Nucleotide binding and oligomerization parameters of ClpB NBD1-M wild type, R322A, R323A, and R322A/R323A

The characterization of ClpB NBD1-M wild type has been published previously (25). The parameters are given here for comparison.

From stopped flow experiments.

From fluorescence equilibrium titrations.

Measurements were performed in the absence and presence of nucleotide. The molecular mass of monomeric NBD1-M is 45 kDa.

ATP-containing solutions were supplemented with phosphoenolpyruvate and pyruvate kinase as an ATP-regenerating system.

Covalently Linked ClpB Dimers Facilitate Mechanistic Studies on Allosteric Regulation

With the intention to generate a well defined and fixed ClpB subunit interface, we designed covalently linked NBD1-M dimers with an intermolecular disulfide cross-link (Fig. 2A). Two pairs of cysteines were tested, namely P221C/M394C and Q184C/A390C. The positions were chosen on the basis of an available planar, hexameric ClpB model (30) using the program SSBOND, which suggests positions for cysteine pairs according to the optimal distances and dihedral angles for disulfide bonds (33). Whereas the Q184C/A390C dimer was severely impaired in ATPase activity (100-fold lower than the unlinked wild-type, data not shown), the P221C/M394C dimer showed ATP hydrolysis rates comparable with the wild-type. Furthermore, we tested whether the intermolecular disulfide bond between P221C and M394C affects the chaperone activity of ClpB. To this end, we generated an identically cross-linked variant of the full-length protein, which was active in an α-glucosidase disaggregation assay with about 70% activity of the unlinked wild-type protein (Fig. 2B).

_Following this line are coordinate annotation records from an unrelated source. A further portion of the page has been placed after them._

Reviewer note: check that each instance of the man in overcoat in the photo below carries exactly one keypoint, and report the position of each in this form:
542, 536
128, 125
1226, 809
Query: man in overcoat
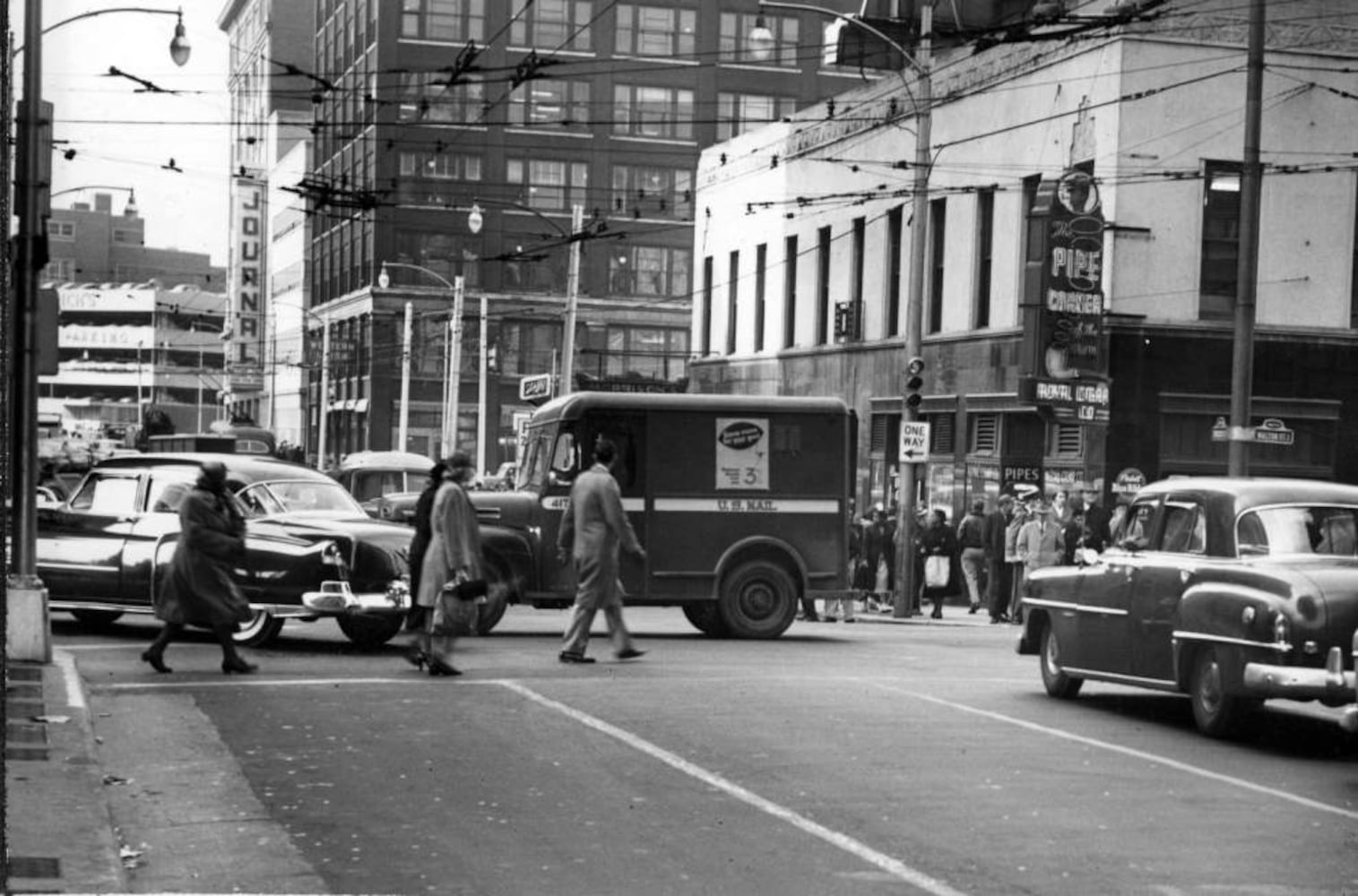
593, 529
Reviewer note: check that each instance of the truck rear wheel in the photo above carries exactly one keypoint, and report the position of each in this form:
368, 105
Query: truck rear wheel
758, 600
706, 618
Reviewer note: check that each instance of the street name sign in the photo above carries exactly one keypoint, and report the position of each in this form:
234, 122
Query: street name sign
535, 389
914, 442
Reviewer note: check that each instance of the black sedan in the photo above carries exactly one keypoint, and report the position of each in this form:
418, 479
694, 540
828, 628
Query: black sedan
1233, 590
311, 550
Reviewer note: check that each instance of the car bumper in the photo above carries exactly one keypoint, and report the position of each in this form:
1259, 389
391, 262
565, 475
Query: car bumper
338, 598
1331, 685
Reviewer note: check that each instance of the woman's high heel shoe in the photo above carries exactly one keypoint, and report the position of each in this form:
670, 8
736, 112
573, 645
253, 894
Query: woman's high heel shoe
440, 668
153, 658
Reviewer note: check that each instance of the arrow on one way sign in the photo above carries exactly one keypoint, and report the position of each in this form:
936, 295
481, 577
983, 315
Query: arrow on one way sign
914, 442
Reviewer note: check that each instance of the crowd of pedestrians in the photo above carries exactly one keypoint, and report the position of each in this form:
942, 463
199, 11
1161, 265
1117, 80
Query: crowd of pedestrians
986, 558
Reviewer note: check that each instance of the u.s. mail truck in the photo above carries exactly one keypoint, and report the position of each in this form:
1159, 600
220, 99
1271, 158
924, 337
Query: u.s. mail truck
741, 504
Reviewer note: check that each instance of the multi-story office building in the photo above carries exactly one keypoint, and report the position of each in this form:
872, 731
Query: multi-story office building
91, 245
804, 257
136, 324
526, 112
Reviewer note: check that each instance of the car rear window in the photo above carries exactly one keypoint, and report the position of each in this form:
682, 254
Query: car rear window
1299, 530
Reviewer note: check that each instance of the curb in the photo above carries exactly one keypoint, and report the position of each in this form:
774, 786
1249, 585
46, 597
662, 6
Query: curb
60, 832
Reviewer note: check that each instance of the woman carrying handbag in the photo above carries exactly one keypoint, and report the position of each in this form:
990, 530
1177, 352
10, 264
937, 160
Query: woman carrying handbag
451, 566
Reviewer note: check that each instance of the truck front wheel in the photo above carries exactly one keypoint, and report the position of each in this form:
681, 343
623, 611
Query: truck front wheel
706, 618
758, 600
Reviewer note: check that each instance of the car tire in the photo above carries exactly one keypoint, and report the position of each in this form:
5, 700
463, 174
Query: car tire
1215, 711
1054, 677
706, 618
261, 629
758, 600
367, 630
97, 618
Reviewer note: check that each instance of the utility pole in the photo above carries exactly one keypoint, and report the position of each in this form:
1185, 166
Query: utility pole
454, 379
906, 519
1247, 269
405, 379
568, 342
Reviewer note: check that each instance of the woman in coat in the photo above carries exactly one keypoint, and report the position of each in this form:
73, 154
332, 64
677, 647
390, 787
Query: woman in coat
198, 590
938, 540
419, 547
454, 553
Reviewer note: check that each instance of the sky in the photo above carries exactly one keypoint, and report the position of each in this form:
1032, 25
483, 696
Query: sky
121, 137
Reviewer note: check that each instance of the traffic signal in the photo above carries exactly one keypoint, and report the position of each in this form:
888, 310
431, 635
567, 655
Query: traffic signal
914, 382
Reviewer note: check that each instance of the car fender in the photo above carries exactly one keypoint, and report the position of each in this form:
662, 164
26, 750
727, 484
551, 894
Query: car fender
1232, 618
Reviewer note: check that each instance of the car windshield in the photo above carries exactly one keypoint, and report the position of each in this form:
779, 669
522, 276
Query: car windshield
1324, 530
299, 495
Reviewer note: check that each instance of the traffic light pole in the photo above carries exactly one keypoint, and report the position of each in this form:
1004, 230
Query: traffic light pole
907, 519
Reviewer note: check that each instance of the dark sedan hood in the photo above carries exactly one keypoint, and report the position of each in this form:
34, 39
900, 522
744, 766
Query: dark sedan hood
392, 535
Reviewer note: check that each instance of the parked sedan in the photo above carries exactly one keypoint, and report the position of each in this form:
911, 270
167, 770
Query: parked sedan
1233, 590
311, 550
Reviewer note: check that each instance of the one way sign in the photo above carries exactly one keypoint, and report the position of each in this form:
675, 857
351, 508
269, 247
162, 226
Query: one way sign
914, 442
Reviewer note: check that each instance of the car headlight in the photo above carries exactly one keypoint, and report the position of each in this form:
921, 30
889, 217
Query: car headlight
1282, 630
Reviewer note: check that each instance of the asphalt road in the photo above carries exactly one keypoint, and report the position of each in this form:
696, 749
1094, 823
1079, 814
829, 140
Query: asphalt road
838, 759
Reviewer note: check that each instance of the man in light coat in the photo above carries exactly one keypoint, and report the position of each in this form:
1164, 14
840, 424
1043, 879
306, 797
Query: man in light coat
593, 527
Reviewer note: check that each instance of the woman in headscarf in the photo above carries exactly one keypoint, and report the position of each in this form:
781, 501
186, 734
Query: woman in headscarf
198, 590
454, 554
419, 548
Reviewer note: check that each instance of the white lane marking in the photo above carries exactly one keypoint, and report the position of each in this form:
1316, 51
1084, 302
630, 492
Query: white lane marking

Thus, the P221C/M394C disulfide cross-link was considered “minimally invasive” and was used for all further experiments.

FIGURE 2.

Covalently linked ClpB NBD1-M dimer variants with intermolecular disulfide bonds. A, schematic representation of a disulfide-linked NBD1-M dimer. The structural close-up view is based on the available crystal structure of ClpB (Protein Data Bank code 1QVR) and shows the catalytic site located in the interface between two NBD1 subunits (green and yellow, respectively) with the conserved, trans-acting arginines Arg-322 and Arg-323 in close proximity to the ATP molecule bound to the neighboring subunit. Lys-204 and Glu-271 are part of the catalytically essential Walker A and Walker B motifs, respectively. Two pairs of cysteines, P221C/M394C and Q184C/A390C, were introduced by site-directed mutagenesis to form intermolecular disulfide bonds, but only the first pair was used in further experiments. Different mutated dimer variants were designed, as shown in C–F. B, disaggregation activity of a full-length ClpB dimer cross-linked by the P221C/M394C disulfide bond. The relative α-glucosidase activity (normalized against the positive control) for different time points during the ClpB/DnaK/DnaJ/GrpE-assisted disaggregation reaction is shown for the unlinked ClpB wild-type protein (red) and the cross-linked ClpB dimer (blue). Negative controls were as follows: no chaperones present (black), only ClpB present (wild type (gray) and cross-linked dimer (yellow)), and only DnaK/DnaJ/GrpE present (brown). C, NBD1-M dimers with Walker A mutation K204Q either in the cross-linked interface or in the free interface. The mutation leads to a nucleotide binding-deficient catalytic site. D, NBD1-M dimers with Walker B mutation E271Q either in the cross-linked interface or in the free interface. The mutation leads to an ATP hydrolysis-deficient catalytic site that remains nucleotide binding-competent. E, NBD1-M dimers with R322A or R323A mutation in the cross-linked interface. F, NBD1-M dimers with R322A or R323A mutation in combination with Walker B mutation E271Q in the cross-linked interface.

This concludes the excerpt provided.